A demonização tem tantas faces quantas necessárias. Nas cruzadas, o demônio tinha o nome de sarraceno; para os aldeões franceses, prussiano; os japoneses, mais sutis, chamavam o outro lado de “coração sujo” (quem tinha coração sujo precisava ter a garganta lavada, ou seja, ser degolado). Riscando-se o “outro” do rol do humano, portanto do divino e do bem, tudo se justifica.
Costuma-se dar a isso o nome de maniqueísmo. Exemplos desse comportamento não faltam em nossa história, tão cheia de guerras de religião. A inquisição, por exemplo, foi uma prática institucionalizada do maniqueísmo, talvez a mais homicida que se conheceu. Hoje nosso comportamento é diferente? Bem… nem tanto. Ou não tanto quanto seria de se esperar. O pensamento maniqueísta está tão incrustado em nossa cultura que é difícil pensar de modo mais dialético, digamos. É difícil ver, por exemplo, que o homem faz as coisas e as coisas fazem o homem. Ou, em outras palavras, que nada é puro e isento de influências. Ou, em palavras mais diretas, que Bem e Mal se interpenetram constantemente, não existem em estado puro e — quem sabe? — talvez não passem de mais uma de nossas crenças, em nome da qual matamos.
Parece claro que o maniqueísmo é intrinsecamente antidemocrático. Não por acaso é tão difícil aprender a democracia.

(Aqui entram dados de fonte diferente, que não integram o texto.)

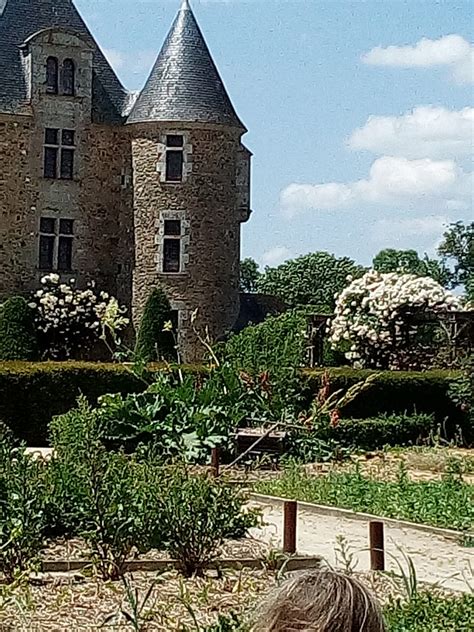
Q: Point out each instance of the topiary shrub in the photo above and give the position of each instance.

Para o maniqueísta, a liberdade só vale para ele; se a ideia do outro não é a dele, o que ele combate não é a ideia, é quem a defende; se um livro foge ao que ele tem por certo e bom, que seja queimado ou estigmatizado; se alguém erra ou delinque, que seja extirpada toda a sua raça, a sua tribo, o seu partido. Se essas ações mais drásticas não puderem ser executadas em vista das coerções do Estado de direito, então o arauto do bem lançará mão de sucedâneos, subterfúgios, sofismas, calúnias. O maniqueísta não conhece o diálogo, só conhece o ataque, o alijamento, a eliminação.
Talvez dê para entender por que a democracia nasceu na Grécia: o sistema mitológico deles não conhecia bem e mal. Aprendemos erroneamente na escola que os gregos adoravam deuses que agiam movidos por paixões humanas. Em primeiro lugar, não adoravam. Em segundo lugar, seus deuses eram uma sutil representação do cosmo e do homem, tal como tudo é, e não como deveria ser segundo um roteiro traçado por eleição.
Enfim, para o maniqueísta, a vida é uma pista de duas mãos paralelas que nunca se encontram: ele mesmo está sempre na mão certa.